L'inflation reflue nettement à 1,8 % en juin 2026 grâce à l'énergie et aux soldes d'été

C'est une excellente surprise pour le pouvoir d'achat des ménages et une bouffée d'oxygène pour l'économie française. L'Institut national de la statistique et des études économiques (Insee) a confirmé ce vendredi 10 juillet 2026 que la hausse des prix à la consommation s'est établie à 1,8 % sur un an au mois de juin. Ce net coup de frein, après les 2,4 % enregistrés en mai, s'explique principalement par la détente historique des cours du pétrole brut et par un effet de calendrier inédit lié au démarrage précoce des soldes d'été.
Énergie et géopolitique : le prix du pétrole lourdement orienté à la baisse
Le principal moteur de cette désinflation réside dans le compartiment énergétique. Alors que la facture globale pesait lourdement sur le budget des ménages, la hausse des prix de l'énergie sur un an s'est fortement modérée, passant de 16,6 % en mai à 11,0 % en juin 2026. Sur un seul mois, les prix de l'énergie reculent de 4,2 %.
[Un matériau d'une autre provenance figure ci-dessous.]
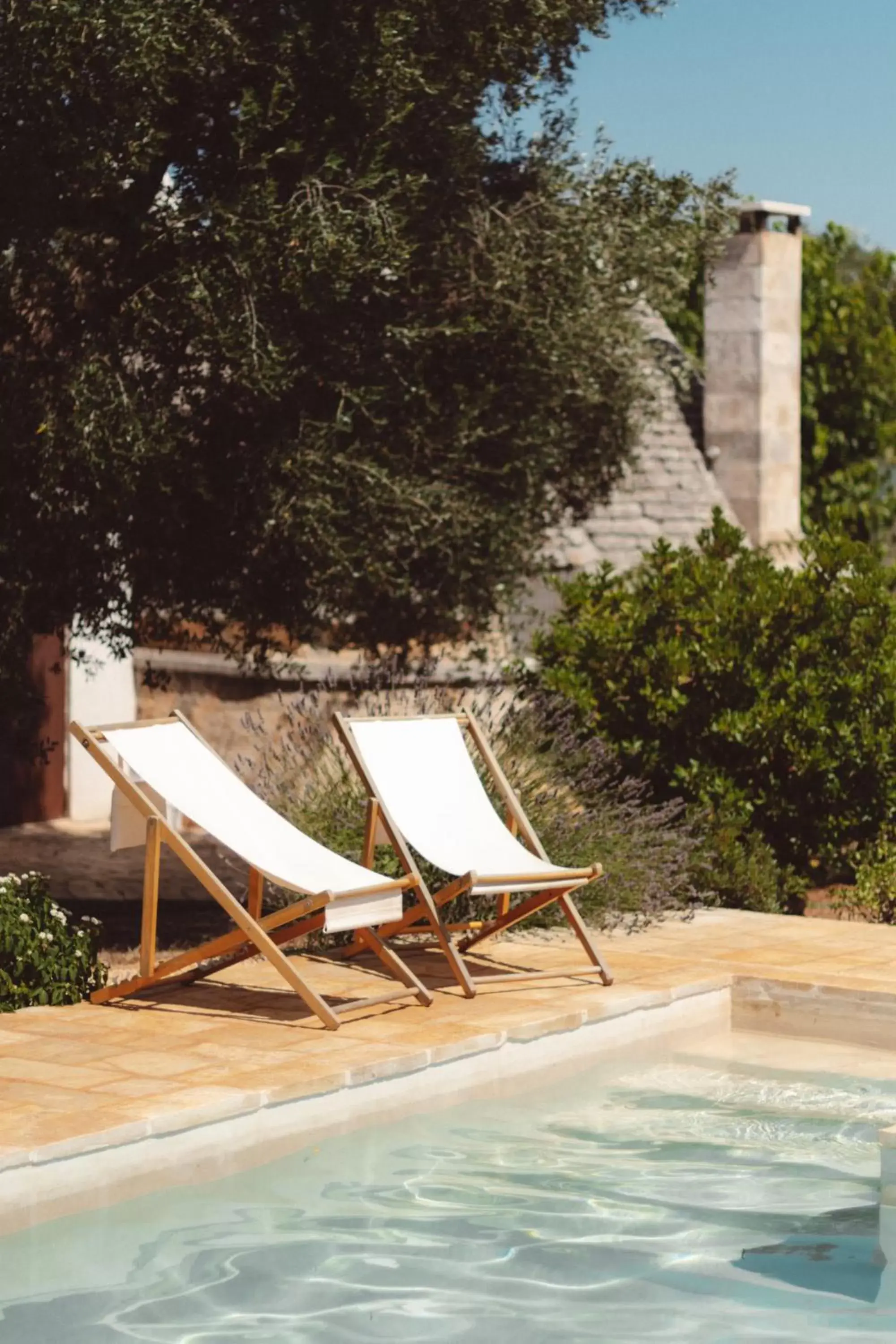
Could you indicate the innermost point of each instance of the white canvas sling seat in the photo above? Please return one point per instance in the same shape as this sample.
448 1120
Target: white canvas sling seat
162 767
425 792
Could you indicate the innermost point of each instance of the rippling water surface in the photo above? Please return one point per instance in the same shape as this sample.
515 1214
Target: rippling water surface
657 1201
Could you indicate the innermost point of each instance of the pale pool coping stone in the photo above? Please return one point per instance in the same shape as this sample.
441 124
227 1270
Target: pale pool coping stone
249 1128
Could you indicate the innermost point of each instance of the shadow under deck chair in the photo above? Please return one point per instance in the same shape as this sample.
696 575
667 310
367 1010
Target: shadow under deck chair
424 791
160 764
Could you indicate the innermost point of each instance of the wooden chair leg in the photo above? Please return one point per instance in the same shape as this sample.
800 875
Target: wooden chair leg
256 893
394 963
520 912
581 930
150 918
370 832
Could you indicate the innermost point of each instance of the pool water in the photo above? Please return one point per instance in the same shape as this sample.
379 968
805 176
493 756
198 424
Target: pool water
656 1199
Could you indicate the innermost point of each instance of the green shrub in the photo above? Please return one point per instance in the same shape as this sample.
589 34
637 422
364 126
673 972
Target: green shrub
874 897
45 959
765 694
742 871
574 792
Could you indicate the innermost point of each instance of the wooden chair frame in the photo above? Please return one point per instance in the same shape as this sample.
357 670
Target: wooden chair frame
426 909
254 933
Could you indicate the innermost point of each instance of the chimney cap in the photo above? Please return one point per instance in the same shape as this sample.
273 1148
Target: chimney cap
773 207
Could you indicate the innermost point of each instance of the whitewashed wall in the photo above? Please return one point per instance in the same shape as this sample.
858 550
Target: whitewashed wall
101 690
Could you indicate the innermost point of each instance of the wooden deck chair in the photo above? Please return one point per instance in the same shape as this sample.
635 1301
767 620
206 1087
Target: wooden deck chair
164 764
424 791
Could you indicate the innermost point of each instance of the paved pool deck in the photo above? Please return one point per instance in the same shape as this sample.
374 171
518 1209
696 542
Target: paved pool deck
88 1077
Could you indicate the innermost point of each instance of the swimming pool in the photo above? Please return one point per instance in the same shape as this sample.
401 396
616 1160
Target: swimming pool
665 1198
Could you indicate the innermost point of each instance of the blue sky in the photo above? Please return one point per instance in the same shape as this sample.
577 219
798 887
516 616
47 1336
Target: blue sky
798 96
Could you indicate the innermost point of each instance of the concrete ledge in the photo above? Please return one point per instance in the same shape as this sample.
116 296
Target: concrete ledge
250 1128
823 1012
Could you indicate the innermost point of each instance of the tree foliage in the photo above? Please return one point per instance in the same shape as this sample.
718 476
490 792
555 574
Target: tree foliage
767 695
292 335
849 382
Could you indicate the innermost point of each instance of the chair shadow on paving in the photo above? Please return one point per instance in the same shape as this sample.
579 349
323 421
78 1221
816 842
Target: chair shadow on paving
328 975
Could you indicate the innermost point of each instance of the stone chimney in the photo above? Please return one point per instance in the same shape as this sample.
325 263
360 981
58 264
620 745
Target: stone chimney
751 398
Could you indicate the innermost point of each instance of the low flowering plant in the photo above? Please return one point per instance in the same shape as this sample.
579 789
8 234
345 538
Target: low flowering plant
46 956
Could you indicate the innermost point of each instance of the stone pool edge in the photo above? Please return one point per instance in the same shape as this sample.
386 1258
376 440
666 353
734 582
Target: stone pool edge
202 1143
Ce reflux spectaculaire s'explique par l'actualité internationale :
- Le protocole d'accord de la mi-juin : La signature d'un accord diplomatique entre l'Iran et les États-Unis, dans le cadre du conflit géopolitique global entamé fin février, a immédiatement apaisé les marchés financiers.
- Chute des produits pétroliers : L'allègement des tensions géopolitiques a entraîné une baisse mensuelle brute de 7,0 % du prix des carburants et dérivés pétroliers à la pompe.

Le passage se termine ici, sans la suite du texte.